スタイル確立と第一次世界大戦
出典: フリー百科事典『ウィキペディア(Wikipedia)』 (2022/04/28 13:37 UTC 版)
「バルトーク・ベーラ」の記事における「スタイル確立と第一次世界大戦」の解説
1909年、ツィーグレル・マールタ(Ziegler Márta)と結婚。翌1910年には長男ベーラ(バルトーク・ジュニア)が生まれる。この年、フレデリック・ディーリアスと知り合い、彼の作品の影響も受ける。 1911年、ただ1つのオペラとなった《青ひげ公の城》を書き、ハンガリー芸術委員会賞のために提出したが、演奏不可能という事で拒絶された。結局この曲は1918年まで演奏されなかった。当時バルトークは、政治的見解から台本の作家バラージュ・ベーラの名を伏せるように政府より圧力をかけられていたが、これを拒否し、同時に自身の作品がなかなか顧みられない現状に疲れてしまい、ピアノ科教授以外の公的な立場から身を引いた。その後の人生でバルトークは民謡への愛着は別として、ハンガリー政府や組織とは深く関わらないようにしている。芸術委員会賞に失望した後2、3年の間、作曲をせず、民謡の収集と整理に集中していた。 1914年、第一次世界大戦の勃発により、民謡の収集活動が難しくなったため作曲活動に戻り、1914年から16年にかけてバレエ音楽《かかし王子》、1915年から17年には《弦楽四重奏曲第2番》を書いている(採集活動自体は1918年まで行っている)。
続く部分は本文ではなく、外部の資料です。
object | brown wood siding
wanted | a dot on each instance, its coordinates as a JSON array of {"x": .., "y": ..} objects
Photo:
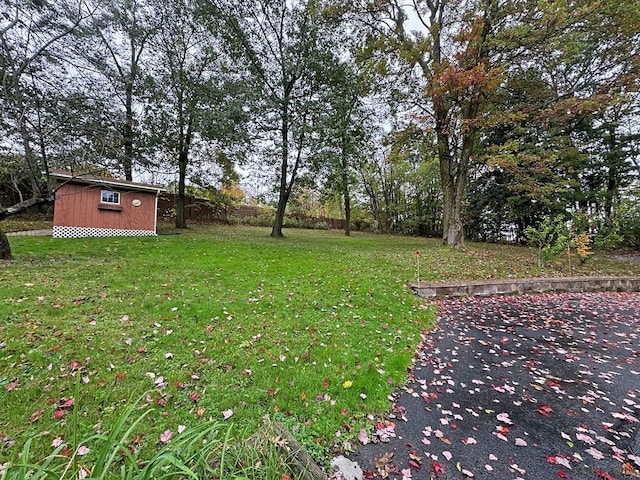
[{"x": 77, "y": 206}]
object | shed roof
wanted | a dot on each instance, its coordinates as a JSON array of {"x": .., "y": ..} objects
[{"x": 89, "y": 179}]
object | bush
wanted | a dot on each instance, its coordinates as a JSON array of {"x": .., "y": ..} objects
[{"x": 551, "y": 238}]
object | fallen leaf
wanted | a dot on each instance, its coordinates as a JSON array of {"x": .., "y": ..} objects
[
  {"x": 595, "y": 453},
  {"x": 166, "y": 436},
  {"x": 35, "y": 416}
]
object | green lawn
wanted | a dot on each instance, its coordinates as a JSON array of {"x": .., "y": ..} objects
[{"x": 315, "y": 329}]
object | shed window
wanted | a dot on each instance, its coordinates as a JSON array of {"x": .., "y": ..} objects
[{"x": 110, "y": 197}]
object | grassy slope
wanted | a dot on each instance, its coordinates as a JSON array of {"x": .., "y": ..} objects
[{"x": 315, "y": 325}]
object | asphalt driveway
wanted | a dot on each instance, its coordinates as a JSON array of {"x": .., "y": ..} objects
[{"x": 529, "y": 387}]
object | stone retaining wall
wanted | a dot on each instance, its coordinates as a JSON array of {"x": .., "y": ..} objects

1918年には《かかし王子》の初演が成功し、ある程度国際的な名声を得た。引き続き《青ひげ公の城》が初演される。同年、レンジェル・メニヘールトの台本によるパントマイム《中国の不思議な役人》の作曲を開始する。1919年に成立したハンガリー評議会共和国では、教育人民委員から任命を受けた4人から構成される音楽生活指導部に参加した。しかし第1次世界大戦で敗戦国となったハンガリーはトリアノン条約による国土の大幅な縮小、更にハンガリー評議会共和国に関わったことでその後の政治の混乱に巻き込まれ、ピアニストや民俗音楽の研究家としての名声が高まるのとは裏腹に、本人としては不本意な時期が続く。 1921年から22年にかけてヴァイオリンのためのソナタを2つ書き、イェリー・ダラーニのヴァイオリンと自らのピアノで初演。更に彼女に同行してイギリスやフランスで演奏旅行を行う(この際、モーリス・ラヴェルやストラヴィンスキーと会っている)。これはそれまでに作曲した中で和声上、構成上最も複雑な作品である。また民謡的要素を自分の作品の中で生かすということに自信を深めたのか、それまで編曲作品と自作を区別するために付けていた作品番号を、ソナタ第1番の出版譜からは付けなくなった。